Language identification (LID) is a kind of utterance-level paralinguistic speech attribute recognition task with variable-length sequences as inputs. For the input utterances, the duration might range from a few seconds to several minutes. Besides, there are no constraints on the lexical words thus the training utterances and test segments may have phonetic mismatch issue [1]. Therefore, our purpose is to find an effective and robust method to retrieve the utterance-level information and encode them into fixed dimensional vector representations.

To address the variable-length inputs issue for acoustic feature based LID, many methods have been proposed in the last two decades. The deterministic Vector Quantization (VQ) model is used for LID in [2, 3]

. VQ assigns the frame-level acoustic features to the nearest cluster in codebook and calculates the VQ distortions. Every language is characterized by an occupancy probability histogram. Compared to VQ, the Gaussian Mixture Model (GMM) is capable to model the complex distribution of the acoustic features 


and generates soft posterior probabilities to assign those frame-level features to Gaussian components. Once the GMM is trained, the zero-order and first-order Baum-Welch statistics can be accumulated to construct a high dimensional GMM Supervector 

[1, 5, 6], which is considered as an utterance-level representation. Furthermore, the GMM Supervector can be projected to a low rank subspace using the factor analysis technique, which results in the i-vector [7, 8]

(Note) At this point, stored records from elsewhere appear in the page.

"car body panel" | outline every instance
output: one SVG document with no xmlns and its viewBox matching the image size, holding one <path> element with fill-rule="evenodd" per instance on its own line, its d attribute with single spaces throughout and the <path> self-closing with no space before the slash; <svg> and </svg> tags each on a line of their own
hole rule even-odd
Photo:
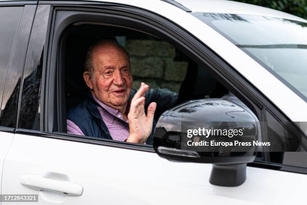
<svg viewBox="0 0 307 205">
<path fill-rule="evenodd" d="M 13 141 L 14 136 L 13 133 L 0 131 L 0 194 L 2 194 L 1 182 L 5 159 Z"/>
<path fill-rule="evenodd" d="M 307 121 L 304 101 L 244 52 L 190 14 L 162 1 L 103 2 L 131 5 L 171 20 L 235 68 L 290 119 Z M 189 8 L 188 4 L 186 6 Z M 9 133 L 5 139 L 6 133 L 2 132 L 0 136 L 0 166 L 4 164 L 2 194 L 39 194 L 40 204 L 295 204 L 305 199 L 307 178 L 304 174 L 248 167 L 243 184 L 222 187 L 209 182 L 212 167 L 209 164 L 174 163 L 151 152 L 73 142 L 68 138 L 16 134 L 13 140 L 13 134 Z M 21 184 L 24 174 L 65 179 L 82 186 L 83 192 L 80 196 L 70 196 L 30 189 Z"/>
<path fill-rule="evenodd" d="M 176 163 L 152 152 L 21 134 L 15 138 L 5 163 L 3 193 L 39 193 L 40 204 L 245 205 L 304 200 L 304 174 L 248 167 L 243 184 L 226 187 L 209 182 L 209 164 Z M 50 173 L 82 185 L 81 196 L 53 194 L 20 183 L 23 174 Z"/>
</svg>

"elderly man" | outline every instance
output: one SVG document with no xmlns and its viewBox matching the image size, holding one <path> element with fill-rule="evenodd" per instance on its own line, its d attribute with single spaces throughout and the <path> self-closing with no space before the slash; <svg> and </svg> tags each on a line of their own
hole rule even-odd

. Recently, the posterior statistics on each decision tree senones generated by the speech recognition acoustic model are adopted to construct the phonetic aware DNN i-vector 

[9], which outperforms the GMM i-vector in LID tasks [10, 11, 12] due to the discriminative frame level alignments.

More recently, some end-to-end learning approaches are proposed for the LID task and achieved superior performances [13, 14]

. However, these methods may lack the flexibility in dealing with duration-variant utterances. This is mainly because the deep learning module (fully-connected layer) or the development platform usually requires fixed-length inputs. Each utterance with different number of frames has to be zero padded or truncated into fixed-size vectors. This is not a desired way to recognize spoken languages, speaker identities or other paralinguistic attributes on speech utterances with various durations. To address this problem, recurrent neural networks (RNN), e.g. Long Short-Term Memory (LSTM) 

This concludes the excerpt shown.